U.S. President Joe Biden said Friday he broached with British Prime Minister Boris Johnson during a phone call the idea of a democratic countries-led infrastructure development project to counter China's Belt and Road Initiative.
"I suggested we should have, essentially, a similar initiative coming from the democratic states, helping those communities around the world that, in fact, need help," Biden told reporters, without elaborating.
A press release issued from the White House after the talks only mentioned that the two leaders agreed to work closely together on shared foreign policy priorities, including China.
The Belt and Road Initiative has been advocated by Chinese President Xi Jinping since 2013 to increase Beijing's influence abroad by financing and building infrastructure projects across Asia, Europe and Africa. It has faced criticism for its record of saddling poor countries with debt.

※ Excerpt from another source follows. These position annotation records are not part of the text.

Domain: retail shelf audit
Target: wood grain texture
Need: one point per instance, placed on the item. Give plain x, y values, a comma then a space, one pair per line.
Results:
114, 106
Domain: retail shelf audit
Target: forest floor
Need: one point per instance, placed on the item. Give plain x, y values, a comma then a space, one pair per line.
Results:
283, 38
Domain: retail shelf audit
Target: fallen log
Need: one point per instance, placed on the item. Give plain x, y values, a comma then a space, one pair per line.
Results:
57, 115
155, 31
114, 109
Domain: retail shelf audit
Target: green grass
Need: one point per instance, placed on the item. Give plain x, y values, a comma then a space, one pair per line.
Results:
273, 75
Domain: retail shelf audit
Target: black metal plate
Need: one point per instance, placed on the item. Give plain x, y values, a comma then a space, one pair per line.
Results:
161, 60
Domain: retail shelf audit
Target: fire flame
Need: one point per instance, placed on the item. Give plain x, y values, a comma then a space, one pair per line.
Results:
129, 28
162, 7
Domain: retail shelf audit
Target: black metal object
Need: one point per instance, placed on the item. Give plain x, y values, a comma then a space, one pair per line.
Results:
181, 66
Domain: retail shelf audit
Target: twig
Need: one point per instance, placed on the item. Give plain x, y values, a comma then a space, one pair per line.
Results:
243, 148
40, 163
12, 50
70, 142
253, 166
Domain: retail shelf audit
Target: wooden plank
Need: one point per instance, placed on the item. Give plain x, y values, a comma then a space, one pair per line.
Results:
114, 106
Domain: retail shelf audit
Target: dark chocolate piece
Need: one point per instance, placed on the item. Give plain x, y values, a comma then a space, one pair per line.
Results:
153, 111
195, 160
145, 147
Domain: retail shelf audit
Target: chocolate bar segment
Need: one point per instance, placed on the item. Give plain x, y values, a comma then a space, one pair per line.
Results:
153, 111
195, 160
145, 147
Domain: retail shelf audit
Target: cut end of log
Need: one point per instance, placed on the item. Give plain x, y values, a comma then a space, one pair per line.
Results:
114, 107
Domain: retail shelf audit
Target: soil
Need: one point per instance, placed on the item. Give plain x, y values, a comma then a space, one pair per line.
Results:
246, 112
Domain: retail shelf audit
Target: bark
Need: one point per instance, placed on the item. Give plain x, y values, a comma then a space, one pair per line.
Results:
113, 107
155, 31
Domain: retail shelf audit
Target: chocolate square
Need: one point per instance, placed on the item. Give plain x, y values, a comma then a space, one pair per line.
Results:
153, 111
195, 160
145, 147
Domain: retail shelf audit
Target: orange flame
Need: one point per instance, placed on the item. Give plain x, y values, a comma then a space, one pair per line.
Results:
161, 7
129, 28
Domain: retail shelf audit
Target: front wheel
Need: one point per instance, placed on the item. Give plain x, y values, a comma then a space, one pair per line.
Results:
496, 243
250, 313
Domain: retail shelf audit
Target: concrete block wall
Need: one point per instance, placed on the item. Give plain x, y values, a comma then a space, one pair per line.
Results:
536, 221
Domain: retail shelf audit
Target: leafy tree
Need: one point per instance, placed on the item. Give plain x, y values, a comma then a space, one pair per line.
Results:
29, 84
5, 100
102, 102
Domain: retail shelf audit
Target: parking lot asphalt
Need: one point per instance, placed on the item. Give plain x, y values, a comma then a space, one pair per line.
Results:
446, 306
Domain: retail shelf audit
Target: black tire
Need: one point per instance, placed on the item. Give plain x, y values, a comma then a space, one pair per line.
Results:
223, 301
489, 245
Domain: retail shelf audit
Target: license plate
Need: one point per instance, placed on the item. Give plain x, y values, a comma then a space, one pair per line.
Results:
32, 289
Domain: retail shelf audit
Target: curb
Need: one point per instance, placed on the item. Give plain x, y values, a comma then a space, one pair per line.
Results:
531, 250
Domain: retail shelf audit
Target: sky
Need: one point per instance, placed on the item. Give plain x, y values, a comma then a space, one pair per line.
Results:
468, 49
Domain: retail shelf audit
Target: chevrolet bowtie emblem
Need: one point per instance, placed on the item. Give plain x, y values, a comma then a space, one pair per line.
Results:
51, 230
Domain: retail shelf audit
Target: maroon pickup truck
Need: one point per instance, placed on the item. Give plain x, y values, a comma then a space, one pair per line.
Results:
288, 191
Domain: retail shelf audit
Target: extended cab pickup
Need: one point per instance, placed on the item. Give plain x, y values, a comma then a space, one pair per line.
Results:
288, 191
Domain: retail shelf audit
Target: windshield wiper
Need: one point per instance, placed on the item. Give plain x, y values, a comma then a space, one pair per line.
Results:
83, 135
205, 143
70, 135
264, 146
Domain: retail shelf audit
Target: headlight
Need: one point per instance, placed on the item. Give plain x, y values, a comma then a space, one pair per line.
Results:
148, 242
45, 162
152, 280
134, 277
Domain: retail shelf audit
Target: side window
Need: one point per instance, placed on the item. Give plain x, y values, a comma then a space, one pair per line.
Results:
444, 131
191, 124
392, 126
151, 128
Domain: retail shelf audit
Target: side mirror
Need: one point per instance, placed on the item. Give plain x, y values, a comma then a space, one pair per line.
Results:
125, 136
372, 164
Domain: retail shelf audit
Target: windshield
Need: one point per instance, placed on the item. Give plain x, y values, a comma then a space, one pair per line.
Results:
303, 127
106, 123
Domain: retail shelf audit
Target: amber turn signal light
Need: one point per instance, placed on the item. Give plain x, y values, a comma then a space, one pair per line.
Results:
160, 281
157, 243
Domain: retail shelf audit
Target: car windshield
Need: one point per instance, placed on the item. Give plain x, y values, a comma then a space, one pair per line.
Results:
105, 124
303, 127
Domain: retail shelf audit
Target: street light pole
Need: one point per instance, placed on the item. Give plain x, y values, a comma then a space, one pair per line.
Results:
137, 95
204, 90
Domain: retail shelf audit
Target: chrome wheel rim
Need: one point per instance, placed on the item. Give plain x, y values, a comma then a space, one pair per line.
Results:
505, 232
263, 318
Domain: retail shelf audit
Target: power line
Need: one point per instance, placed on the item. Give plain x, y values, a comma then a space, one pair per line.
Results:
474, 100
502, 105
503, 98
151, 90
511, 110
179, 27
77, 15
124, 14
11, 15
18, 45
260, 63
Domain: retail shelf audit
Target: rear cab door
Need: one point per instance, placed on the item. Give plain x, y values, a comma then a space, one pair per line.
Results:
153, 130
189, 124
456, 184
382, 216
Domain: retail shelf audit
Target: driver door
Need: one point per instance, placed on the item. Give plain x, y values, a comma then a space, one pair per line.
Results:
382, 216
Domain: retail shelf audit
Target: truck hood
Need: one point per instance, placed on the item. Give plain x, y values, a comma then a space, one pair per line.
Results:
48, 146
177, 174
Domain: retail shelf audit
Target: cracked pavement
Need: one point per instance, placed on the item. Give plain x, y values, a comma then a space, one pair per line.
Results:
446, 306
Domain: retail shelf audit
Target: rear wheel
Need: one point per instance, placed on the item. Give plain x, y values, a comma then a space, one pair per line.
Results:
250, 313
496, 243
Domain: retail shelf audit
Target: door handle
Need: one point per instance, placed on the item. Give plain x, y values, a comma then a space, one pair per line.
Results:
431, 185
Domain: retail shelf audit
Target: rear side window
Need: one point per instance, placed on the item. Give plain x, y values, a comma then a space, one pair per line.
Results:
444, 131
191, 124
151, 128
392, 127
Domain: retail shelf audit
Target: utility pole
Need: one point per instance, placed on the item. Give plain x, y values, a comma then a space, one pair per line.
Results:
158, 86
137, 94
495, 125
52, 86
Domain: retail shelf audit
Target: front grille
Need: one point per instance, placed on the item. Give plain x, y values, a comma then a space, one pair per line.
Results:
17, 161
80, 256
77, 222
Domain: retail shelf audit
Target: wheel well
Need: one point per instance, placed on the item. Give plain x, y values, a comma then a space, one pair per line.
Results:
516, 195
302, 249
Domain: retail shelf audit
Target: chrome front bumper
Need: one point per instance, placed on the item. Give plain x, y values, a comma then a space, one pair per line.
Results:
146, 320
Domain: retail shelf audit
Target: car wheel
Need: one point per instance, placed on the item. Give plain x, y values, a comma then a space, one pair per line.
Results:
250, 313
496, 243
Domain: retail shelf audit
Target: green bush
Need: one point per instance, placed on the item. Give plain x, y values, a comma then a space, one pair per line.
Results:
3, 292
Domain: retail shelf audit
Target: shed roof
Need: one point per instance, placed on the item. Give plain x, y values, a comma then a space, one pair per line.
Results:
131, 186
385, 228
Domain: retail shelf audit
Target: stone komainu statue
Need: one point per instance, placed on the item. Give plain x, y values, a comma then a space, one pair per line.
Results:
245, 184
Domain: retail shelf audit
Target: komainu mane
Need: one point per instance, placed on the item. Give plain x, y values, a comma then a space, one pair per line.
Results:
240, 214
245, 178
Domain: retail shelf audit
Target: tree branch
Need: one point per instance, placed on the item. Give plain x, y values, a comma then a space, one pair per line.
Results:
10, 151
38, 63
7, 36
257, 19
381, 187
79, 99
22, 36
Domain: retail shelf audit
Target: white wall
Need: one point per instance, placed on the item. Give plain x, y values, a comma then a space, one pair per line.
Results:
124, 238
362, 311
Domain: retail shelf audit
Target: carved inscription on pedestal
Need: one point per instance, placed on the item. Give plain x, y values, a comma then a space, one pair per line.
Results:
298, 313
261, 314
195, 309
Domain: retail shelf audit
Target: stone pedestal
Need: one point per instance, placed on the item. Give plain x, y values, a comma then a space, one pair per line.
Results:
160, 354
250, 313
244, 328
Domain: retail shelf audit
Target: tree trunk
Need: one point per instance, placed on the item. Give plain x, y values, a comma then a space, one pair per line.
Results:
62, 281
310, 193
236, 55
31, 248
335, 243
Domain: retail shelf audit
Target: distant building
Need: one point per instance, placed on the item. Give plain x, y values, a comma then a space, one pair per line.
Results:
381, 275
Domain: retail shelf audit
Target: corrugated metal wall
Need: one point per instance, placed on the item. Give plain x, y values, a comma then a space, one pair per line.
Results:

Some 140 countries worldwide have joined the initiative, including U.S. allies and partners such as Greece, Italy, Saudi Arabia and the United Arab Emirates, according to a March report released by the Council on Foreign Relations, a U.S. think tank.
Through the infrastructure project, China is both meeting the needs of many in the developing world and filling a void left by the United States, its allies, and the multilateral development banks, the report said.
The Biden administration is stepping up efforts to rally U.S. allies and partners to counter China, which Washington believes has become more assertive, authoritarian and is seeking to undermine international rules and democratic values.